En horas de la mañana de hoy, falleció Hebe de Bonafini, en el hospital Italiano de La Plata, donde estaba internada desde hace unos días. La mujer, de 93 años, fue madre de dos hijos desaparecidos, defensora y activista de los derechos humanos. También multipremiada en el mundo y titular de la Asociación Madres de Plaza de Mayo. Organización desde la cual, desempeñó casi todo su trabajo como activista. Su vida estuvo signada por la tragedia y la polémica.

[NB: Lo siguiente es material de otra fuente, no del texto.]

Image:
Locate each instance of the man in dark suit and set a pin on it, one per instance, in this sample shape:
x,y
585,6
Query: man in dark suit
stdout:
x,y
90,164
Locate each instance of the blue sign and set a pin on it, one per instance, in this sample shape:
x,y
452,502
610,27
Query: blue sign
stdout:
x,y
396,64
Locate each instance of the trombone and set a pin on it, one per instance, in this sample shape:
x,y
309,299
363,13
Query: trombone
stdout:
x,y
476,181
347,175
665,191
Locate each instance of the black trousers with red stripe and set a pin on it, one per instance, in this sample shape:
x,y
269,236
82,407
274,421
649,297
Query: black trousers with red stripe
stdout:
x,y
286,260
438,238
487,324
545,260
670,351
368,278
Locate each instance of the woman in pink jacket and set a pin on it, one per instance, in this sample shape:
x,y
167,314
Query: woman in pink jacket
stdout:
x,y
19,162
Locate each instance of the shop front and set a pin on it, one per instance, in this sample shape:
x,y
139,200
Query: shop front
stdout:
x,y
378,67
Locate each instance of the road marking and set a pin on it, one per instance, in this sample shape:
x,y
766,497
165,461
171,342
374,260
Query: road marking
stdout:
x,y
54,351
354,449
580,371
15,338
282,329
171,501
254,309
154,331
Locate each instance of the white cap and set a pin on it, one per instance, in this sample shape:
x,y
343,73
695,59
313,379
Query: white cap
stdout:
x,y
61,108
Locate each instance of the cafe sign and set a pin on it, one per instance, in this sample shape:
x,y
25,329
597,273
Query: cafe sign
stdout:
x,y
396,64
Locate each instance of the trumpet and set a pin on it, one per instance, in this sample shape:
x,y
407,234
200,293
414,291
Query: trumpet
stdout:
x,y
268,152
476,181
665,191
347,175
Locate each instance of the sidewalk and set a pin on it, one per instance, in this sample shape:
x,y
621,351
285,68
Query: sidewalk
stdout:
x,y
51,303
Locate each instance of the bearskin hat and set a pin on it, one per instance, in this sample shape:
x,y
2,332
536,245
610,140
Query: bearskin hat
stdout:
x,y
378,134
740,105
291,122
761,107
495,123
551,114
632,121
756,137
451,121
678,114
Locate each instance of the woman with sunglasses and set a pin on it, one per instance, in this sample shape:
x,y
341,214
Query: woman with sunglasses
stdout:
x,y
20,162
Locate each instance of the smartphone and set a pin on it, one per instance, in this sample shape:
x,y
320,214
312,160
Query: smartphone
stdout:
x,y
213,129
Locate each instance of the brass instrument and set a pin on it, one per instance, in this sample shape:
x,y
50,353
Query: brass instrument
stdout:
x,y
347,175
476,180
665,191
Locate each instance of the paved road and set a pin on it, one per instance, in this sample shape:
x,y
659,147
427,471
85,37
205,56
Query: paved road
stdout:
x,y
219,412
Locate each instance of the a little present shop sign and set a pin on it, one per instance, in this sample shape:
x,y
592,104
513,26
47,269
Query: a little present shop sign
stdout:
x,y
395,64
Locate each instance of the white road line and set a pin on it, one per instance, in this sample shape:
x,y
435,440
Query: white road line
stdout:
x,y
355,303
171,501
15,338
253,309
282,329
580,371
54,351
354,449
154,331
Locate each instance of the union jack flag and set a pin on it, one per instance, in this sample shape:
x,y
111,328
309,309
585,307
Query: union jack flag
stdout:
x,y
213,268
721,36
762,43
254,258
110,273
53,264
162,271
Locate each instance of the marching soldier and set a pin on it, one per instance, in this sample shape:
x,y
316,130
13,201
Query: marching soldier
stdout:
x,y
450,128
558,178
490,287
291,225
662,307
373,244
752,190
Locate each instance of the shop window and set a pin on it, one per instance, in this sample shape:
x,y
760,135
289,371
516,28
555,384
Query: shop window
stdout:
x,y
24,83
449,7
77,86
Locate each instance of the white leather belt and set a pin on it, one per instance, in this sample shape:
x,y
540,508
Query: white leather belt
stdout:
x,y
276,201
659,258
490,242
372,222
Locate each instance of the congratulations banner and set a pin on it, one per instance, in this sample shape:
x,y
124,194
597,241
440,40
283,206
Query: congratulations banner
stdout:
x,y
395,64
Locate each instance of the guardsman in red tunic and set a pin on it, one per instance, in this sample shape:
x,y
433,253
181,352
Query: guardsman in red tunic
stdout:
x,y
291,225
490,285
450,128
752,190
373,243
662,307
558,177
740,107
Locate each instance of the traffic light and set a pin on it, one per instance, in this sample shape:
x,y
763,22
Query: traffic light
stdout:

Hace solo una semana había participado de la inauguración de una muestra de fotos, en su honor en el Centro Cultural Kirchner (CCK). La exposición se llama “Hebe de Bonafini, una madre rev/belada” y se nutre de imágenes que recorren su vida “desde su infancia y juventud hasta su militancia”, informó el organismo de derechos humanos de las Madres de Plaza de Mayo.

Con el pasar de los años, Bonafini se convirtió en una encendida actriz del escenario político nacional. En especial, se la conoce por su afinidad al kirchnerismo. Una militante de fundamentos encendidos, de declaraciones enérgicas («Alberto cada vez que habla es una desilución»), una próspera proveedora de titulares periodísticos (dijo tener ganas de «trompear» a Martín Guzmán), y una usina de tensión al debate ideológico («Estamos cada vez más pobres«). Murió también procesada y envuelta en polémicas.

Sin embargo, su ideología política no empaña toda una vida de activismo en pos de los derechos humanos, si acaso algunos podrían considerar que esto le resta importancia. Si hay algo de lo que Hebe de Bonafini puede presumir es que nunca se calló. Nunca esquivó la discusión, por más que muchas veces incurría en la desmesura.